Nous avons mis en œuvre le modèle PELEAS par un jeu de trois
logiciels : le moteur d’inférences LightPeleas, l’éditeur
d’entrées lexicales Melisande et un outil annexe, Bard. Cet outil
est destiné à l’exploration de corpus pour l’extraction semi-automatique
de données destinées à alimenter le lexique existant.
Ces logiciels ont été développés sur un micro–système
(PC sous Windows NT) en utilisant la technologie de distribution d’objets
ActiveX. Leur conception utilise des techniques avancées de conception
d’architectures logicielles et de spécification formelle.
Résultats
Le modèle PELEAS a été évalué sur
un corpus composé de 110 phrases pour un lexique de 21 entrées
fortement sujettes à des phénomènes de polysémie
d’usage ou d’acception.
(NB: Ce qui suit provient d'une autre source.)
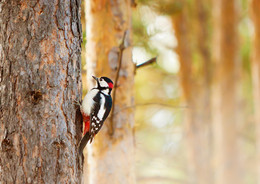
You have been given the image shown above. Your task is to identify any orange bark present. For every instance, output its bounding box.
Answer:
[251,0,260,183]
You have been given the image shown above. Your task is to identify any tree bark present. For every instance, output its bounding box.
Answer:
[84,0,135,184]
[172,0,212,184]
[251,0,260,184]
[212,0,241,184]
[0,0,81,183]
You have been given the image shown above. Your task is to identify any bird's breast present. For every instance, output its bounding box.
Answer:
[82,89,98,115]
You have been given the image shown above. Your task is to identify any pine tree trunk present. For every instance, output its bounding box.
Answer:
[251,0,260,184]
[84,0,135,184]
[172,0,212,184]
[0,0,81,183]
[212,0,241,184]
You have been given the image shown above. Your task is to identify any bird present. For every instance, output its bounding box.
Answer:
[76,76,114,155]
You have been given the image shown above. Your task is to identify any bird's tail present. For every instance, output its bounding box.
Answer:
[79,132,90,155]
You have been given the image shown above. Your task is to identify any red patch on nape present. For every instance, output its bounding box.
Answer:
[83,115,90,135]
[108,82,114,89]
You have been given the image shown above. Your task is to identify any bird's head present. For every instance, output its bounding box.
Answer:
[92,76,114,94]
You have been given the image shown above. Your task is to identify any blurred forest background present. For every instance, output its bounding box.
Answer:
[82,0,260,184]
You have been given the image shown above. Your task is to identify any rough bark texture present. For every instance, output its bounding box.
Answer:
[84,0,135,184]
[172,0,212,184]
[212,0,241,184]
[251,0,260,184]
[0,0,81,183]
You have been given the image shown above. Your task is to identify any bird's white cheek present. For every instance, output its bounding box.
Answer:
[82,89,97,115]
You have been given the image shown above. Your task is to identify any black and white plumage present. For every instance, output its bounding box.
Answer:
[79,76,113,154]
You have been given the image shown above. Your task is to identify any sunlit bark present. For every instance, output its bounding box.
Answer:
[251,0,260,183]
[0,0,81,184]
[173,0,212,184]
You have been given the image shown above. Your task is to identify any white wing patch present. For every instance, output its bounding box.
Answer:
[97,94,106,121]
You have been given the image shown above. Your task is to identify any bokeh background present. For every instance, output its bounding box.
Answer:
[82,0,260,184]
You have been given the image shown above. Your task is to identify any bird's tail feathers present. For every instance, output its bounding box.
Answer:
[79,132,90,155]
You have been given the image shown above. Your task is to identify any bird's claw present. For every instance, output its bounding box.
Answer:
[74,100,81,107]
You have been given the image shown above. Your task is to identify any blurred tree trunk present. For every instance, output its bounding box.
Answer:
[0,0,81,183]
[251,0,260,184]
[84,0,135,184]
[173,0,212,184]
[212,0,241,184]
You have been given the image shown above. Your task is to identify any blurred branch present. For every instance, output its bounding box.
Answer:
[114,102,188,115]
[137,176,187,184]
[136,57,157,69]
[109,30,127,136]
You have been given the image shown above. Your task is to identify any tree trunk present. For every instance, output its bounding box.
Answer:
[84,0,135,184]
[0,0,81,183]
[212,0,241,184]
[172,0,212,184]
[251,0,260,184]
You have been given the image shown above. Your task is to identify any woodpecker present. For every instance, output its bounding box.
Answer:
[79,76,113,155]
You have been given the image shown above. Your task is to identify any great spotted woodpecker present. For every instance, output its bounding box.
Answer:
[79,76,113,155]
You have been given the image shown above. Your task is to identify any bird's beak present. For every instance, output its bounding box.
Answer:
[92,76,98,82]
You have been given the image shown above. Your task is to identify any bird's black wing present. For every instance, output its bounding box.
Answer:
[79,132,90,156]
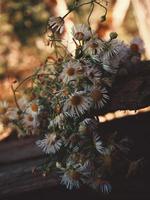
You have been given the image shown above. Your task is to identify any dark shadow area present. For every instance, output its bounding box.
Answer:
[1,113,150,200]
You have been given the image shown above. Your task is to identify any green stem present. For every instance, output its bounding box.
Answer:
[87,3,94,35]
[62,0,95,19]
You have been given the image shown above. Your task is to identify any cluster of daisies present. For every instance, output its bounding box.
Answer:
[0,1,143,193]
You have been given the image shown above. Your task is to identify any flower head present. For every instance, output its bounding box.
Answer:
[101,39,124,60]
[130,37,145,53]
[90,87,109,108]
[48,17,64,34]
[72,24,91,41]
[83,38,103,55]
[60,61,85,83]
[0,101,8,114]
[36,133,62,154]
[63,91,91,116]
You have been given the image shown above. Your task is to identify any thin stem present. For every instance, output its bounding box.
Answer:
[62,0,95,19]
[94,1,107,16]
[13,74,36,92]
[87,3,94,35]
[11,84,22,112]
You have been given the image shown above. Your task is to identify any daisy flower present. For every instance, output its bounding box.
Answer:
[36,132,62,154]
[6,107,19,120]
[83,38,103,55]
[21,113,39,128]
[93,135,104,153]
[25,102,40,116]
[18,95,29,111]
[72,24,91,41]
[130,37,145,53]
[49,113,64,127]
[86,67,102,83]
[90,87,109,108]
[60,61,77,83]
[48,17,64,34]
[102,39,124,60]
[61,169,80,190]
[102,57,120,74]
[63,91,92,116]
[0,101,8,114]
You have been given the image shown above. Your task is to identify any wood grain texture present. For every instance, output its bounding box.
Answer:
[0,61,150,199]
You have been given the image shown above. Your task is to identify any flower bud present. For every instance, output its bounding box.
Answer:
[100,15,106,22]
[109,32,118,40]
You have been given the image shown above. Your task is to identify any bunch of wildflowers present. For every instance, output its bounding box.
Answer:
[0,0,143,193]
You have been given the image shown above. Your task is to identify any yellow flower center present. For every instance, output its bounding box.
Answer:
[0,107,7,114]
[76,67,85,75]
[130,44,139,52]
[67,67,75,76]
[31,103,38,112]
[74,32,84,40]
[71,95,83,106]
[91,89,103,102]
[28,115,33,122]
[90,42,98,49]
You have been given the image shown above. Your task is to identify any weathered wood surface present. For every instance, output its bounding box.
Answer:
[105,61,150,112]
[0,61,150,199]
[0,137,57,199]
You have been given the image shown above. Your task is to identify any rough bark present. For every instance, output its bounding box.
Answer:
[0,61,150,198]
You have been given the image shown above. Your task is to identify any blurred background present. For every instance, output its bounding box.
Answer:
[0,0,150,140]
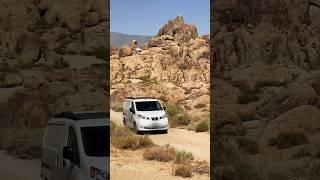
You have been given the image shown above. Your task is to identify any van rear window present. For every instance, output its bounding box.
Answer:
[136,101,163,111]
[81,126,110,157]
[44,124,68,149]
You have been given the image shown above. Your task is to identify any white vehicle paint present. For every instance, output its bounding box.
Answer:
[40,112,110,180]
[123,97,169,133]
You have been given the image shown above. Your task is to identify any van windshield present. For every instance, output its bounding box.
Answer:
[81,126,110,156]
[136,101,163,111]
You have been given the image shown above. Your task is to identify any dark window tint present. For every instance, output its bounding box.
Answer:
[136,101,163,111]
[81,126,110,156]
[44,124,68,149]
[68,127,80,167]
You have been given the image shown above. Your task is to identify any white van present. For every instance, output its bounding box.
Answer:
[40,112,110,180]
[123,97,169,134]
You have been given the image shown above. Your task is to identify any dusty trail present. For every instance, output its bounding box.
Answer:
[110,110,210,162]
[0,151,40,180]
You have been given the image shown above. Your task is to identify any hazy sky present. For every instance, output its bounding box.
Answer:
[110,0,210,35]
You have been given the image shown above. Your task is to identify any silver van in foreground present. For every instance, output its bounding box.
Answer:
[40,112,110,180]
[123,97,169,134]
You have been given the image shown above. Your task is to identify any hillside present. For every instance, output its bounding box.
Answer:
[110,17,210,129]
[110,32,152,48]
[211,0,320,180]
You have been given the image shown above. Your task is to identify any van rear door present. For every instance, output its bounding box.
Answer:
[41,123,68,180]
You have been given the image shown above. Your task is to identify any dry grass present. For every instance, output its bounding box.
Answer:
[166,106,191,127]
[110,123,153,150]
[269,132,308,149]
[196,121,209,132]
[174,150,194,163]
[193,161,210,174]
[143,145,176,162]
[174,162,193,178]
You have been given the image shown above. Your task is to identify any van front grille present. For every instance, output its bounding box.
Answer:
[151,117,159,121]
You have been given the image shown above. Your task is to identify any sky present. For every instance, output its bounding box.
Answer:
[110,0,210,36]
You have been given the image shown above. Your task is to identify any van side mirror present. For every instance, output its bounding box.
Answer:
[130,107,135,114]
[62,146,73,162]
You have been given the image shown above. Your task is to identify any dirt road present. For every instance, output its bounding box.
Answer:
[0,151,40,180]
[110,110,210,162]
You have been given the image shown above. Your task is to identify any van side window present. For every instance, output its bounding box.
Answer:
[68,127,80,167]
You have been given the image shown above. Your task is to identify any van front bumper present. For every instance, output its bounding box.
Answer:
[138,118,169,131]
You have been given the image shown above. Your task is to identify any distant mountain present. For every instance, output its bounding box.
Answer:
[110,32,152,47]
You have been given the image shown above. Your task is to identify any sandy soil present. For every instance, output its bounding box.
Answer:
[110,148,210,180]
[110,110,210,162]
[110,110,210,180]
[0,151,40,180]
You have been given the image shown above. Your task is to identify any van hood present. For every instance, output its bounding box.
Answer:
[137,110,166,117]
[86,157,110,173]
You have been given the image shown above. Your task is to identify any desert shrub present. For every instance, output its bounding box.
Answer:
[237,138,259,154]
[174,163,193,178]
[139,76,151,82]
[143,145,176,162]
[111,103,123,112]
[54,46,66,55]
[196,121,209,132]
[238,92,259,104]
[17,62,43,69]
[193,161,210,174]
[53,58,69,69]
[174,150,194,163]
[0,128,44,159]
[110,123,153,150]
[269,132,308,149]
[194,103,206,109]
[166,106,191,127]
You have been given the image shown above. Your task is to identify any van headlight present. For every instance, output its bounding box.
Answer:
[90,167,110,180]
[138,114,149,119]
[160,114,167,119]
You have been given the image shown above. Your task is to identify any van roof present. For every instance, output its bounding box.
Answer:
[126,96,157,101]
[48,111,110,127]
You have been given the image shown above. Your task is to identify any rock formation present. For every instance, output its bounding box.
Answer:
[0,0,109,128]
[110,16,210,126]
[210,0,320,179]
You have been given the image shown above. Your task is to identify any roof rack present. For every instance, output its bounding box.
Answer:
[127,96,156,99]
[54,112,110,120]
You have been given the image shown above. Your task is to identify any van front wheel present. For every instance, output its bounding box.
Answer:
[122,118,127,127]
[133,122,141,134]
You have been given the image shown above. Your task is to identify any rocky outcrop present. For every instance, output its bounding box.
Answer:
[0,0,109,128]
[110,16,210,124]
[210,0,320,179]
[119,45,133,57]
[157,16,198,42]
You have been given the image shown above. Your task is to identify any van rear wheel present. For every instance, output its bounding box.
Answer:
[122,118,127,127]
[133,122,141,134]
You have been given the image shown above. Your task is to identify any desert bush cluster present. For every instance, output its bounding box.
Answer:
[110,123,153,150]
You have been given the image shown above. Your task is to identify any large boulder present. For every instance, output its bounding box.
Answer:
[263,105,320,142]
[157,16,198,42]
[8,88,48,128]
[119,45,133,57]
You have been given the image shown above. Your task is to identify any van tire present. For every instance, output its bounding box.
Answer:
[161,130,168,134]
[133,122,141,135]
[123,118,127,127]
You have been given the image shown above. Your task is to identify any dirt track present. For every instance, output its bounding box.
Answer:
[110,110,210,162]
[0,151,40,180]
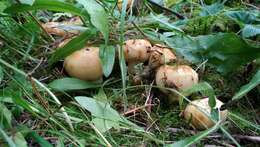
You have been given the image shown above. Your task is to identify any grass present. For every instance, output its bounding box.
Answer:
[0,1,260,146]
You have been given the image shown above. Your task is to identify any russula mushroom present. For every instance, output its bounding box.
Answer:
[156,65,199,90]
[64,47,103,81]
[183,98,228,130]
[149,44,177,69]
[155,65,199,102]
[117,0,132,11]
[123,39,152,73]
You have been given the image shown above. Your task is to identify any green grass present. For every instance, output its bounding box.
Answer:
[0,1,260,146]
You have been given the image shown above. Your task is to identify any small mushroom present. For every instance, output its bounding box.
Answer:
[64,47,103,81]
[149,44,177,69]
[156,65,199,91]
[155,65,199,103]
[123,39,152,73]
[183,98,228,130]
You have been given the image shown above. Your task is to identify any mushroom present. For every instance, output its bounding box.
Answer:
[149,44,177,69]
[64,47,103,81]
[156,65,199,90]
[155,65,199,102]
[117,0,132,11]
[183,98,228,130]
[123,39,152,74]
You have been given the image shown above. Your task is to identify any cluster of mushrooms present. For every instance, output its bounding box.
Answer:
[64,39,227,130]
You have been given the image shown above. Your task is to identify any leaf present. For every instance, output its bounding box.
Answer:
[49,78,101,91]
[167,123,220,147]
[20,0,35,6]
[13,132,27,147]
[225,10,257,24]
[26,130,52,147]
[50,28,96,64]
[0,127,16,147]
[0,103,13,128]
[0,66,4,83]
[4,0,89,18]
[232,69,260,100]
[75,96,139,132]
[182,82,216,108]
[200,2,224,16]
[242,24,260,38]
[164,33,260,74]
[99,45,116,77]
[151,13,183,33]
[77,0,109,43]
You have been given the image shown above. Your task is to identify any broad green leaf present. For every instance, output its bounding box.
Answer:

Ces phrases ont été choisies pour
les difficultés d’interprétation qu’elles comportent (slogans
publicitaires, extraits de la presse écrite ou orale, extraits littéraires).
Nous cherchons en effet à savoir ce qu’apporte PELEAS pour des situations
limites, et non pas à le comparer à des outils de résolution
d’ambiguïtés courantes sur gros corpus.
Sur ce corpus de test, PELEAS s’est montré tout à fait
robuste (aucune situation d’échec) et raisonnablement pertinent
(peu de bruit et jamais de contresens). Sur des cas de polysémie
fonctionnelle, il donne des résultats équivalents à
ceux d’un système classique de résolution d’ambiguïté
par restriction de la sélection. De plus, un test de non–régression
par rapport au modèle EDGAR lui a été appliqué
avec succès.
En conclusion, le modèle PELEAS s’avère plus particulièrement
intéressant pour l’interprétation de jeux de mots, cumuls
de sens délibérés et phrases "à tiroirs", sans
être pénalisant pour des formes d’ambiguïté lexicale
plus simples.
Une extension prévue est la prise en compte des afférences
locales (interactions locales entre deux entrées ambiguës).
De plus, une application envisagée est son utilisation pour l’assistance
à la traduction, comme outil d’aide à la prise de décision
pour des expressions techniques ambiguës.